ANI

5 useful Python scripts for busy data developers

5 useful Python scripts for busy data developers
Photo by the Author

The obvious Getting started

As a data engineer, you are likely responsible (at least in part) for your organization's data infrastructure. You build pipelines, maintain databases, ensure that data flows smoothly, and troubleshoot where things break properly. But here's the thing: How much of your day goes into manually checking Pipeline Health, verifying data loads, or monitoring program performance?

If you're honest, it's probably a big chunk of your time. Data engineers spend many hours in their work day on operational tasks – monitoring tasks, validating schemas, tracking data lists, when they can't make better plans.

This article covers five Python scripts designed specifically to address repetitive infrastructure and operational tasks that consume your engineering time.

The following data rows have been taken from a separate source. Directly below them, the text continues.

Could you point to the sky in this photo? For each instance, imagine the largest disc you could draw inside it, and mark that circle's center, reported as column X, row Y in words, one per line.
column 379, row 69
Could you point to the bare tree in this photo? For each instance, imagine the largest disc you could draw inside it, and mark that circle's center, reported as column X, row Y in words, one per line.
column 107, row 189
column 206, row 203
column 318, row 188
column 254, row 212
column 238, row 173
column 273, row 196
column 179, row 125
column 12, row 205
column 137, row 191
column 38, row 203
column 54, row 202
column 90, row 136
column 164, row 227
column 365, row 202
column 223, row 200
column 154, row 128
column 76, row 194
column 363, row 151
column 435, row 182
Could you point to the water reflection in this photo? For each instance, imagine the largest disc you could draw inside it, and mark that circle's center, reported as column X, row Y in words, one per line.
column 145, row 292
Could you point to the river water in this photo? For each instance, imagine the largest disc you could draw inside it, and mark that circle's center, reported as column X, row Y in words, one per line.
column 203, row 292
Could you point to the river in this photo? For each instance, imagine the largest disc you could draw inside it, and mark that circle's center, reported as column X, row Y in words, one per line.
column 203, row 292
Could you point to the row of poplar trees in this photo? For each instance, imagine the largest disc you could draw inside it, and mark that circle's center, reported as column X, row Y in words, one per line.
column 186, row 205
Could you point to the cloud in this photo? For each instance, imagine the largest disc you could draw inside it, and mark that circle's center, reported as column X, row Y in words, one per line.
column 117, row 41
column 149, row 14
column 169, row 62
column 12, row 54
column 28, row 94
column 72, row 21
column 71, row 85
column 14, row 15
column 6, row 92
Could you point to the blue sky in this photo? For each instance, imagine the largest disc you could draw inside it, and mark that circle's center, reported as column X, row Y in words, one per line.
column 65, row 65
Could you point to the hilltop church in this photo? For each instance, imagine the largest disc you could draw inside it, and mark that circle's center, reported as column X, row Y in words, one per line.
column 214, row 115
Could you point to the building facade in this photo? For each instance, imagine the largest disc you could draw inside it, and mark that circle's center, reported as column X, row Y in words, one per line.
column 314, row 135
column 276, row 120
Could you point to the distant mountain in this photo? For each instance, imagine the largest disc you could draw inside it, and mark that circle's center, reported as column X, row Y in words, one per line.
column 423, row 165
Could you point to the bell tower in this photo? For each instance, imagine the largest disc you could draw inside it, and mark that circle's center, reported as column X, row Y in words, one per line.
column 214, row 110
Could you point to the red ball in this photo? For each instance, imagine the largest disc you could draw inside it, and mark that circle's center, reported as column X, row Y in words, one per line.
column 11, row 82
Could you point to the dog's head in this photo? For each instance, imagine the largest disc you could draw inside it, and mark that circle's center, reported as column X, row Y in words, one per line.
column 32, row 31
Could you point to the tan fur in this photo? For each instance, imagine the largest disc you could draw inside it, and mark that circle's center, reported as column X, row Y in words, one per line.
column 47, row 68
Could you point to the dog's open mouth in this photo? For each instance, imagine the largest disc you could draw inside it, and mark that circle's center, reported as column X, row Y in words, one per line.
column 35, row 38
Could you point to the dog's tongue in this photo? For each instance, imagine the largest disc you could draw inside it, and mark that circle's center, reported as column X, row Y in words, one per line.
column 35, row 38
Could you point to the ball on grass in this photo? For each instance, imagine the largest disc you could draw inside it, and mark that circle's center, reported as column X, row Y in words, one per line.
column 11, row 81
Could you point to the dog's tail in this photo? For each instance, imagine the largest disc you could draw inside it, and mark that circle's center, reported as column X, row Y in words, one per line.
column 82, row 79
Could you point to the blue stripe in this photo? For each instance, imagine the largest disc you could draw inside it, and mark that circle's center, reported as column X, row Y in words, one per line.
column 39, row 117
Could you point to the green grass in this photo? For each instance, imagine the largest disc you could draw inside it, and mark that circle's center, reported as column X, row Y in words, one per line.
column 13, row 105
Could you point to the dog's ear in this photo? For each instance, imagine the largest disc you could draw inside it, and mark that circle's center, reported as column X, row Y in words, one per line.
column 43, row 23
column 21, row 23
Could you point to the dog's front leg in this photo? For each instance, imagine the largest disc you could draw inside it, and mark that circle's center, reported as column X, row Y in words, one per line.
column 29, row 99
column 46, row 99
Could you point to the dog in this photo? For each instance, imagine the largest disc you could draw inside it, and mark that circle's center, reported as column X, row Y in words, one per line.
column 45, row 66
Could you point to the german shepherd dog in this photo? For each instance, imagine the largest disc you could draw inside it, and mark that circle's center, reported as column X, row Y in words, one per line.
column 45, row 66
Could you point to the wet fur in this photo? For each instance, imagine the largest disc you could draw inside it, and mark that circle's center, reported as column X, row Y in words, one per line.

🔗 Link to the code on GitHub

The obvious 1. Pipeline Health Monitor

Pain point: You have multiple ETL jobs running on different schedules. Some run hourly, others daily or weekly. Checking that everything completed successfully means logging into various programs, querying logs, looking at timestamps, and piecing together what's happening. By the time you see that the job is failing, the underlying processes have broken down.

What the text says: Monitors all your data pipelines in one place, tracks execution status, alerts on failures or delays, and keeps a historical log of job performance. It provides an integrated health dashboard that shows what's running, what's failed, and what's taking longer than expected.

How does this work: The script connects to your army operations program (like Air flowor read from log files), extract log metadata, compare resistance to expected times and playback times, and flag anomalies. It calculates success rates, average times, and identifies patterns in failure. You can send alerts via email or slack when issues are detected.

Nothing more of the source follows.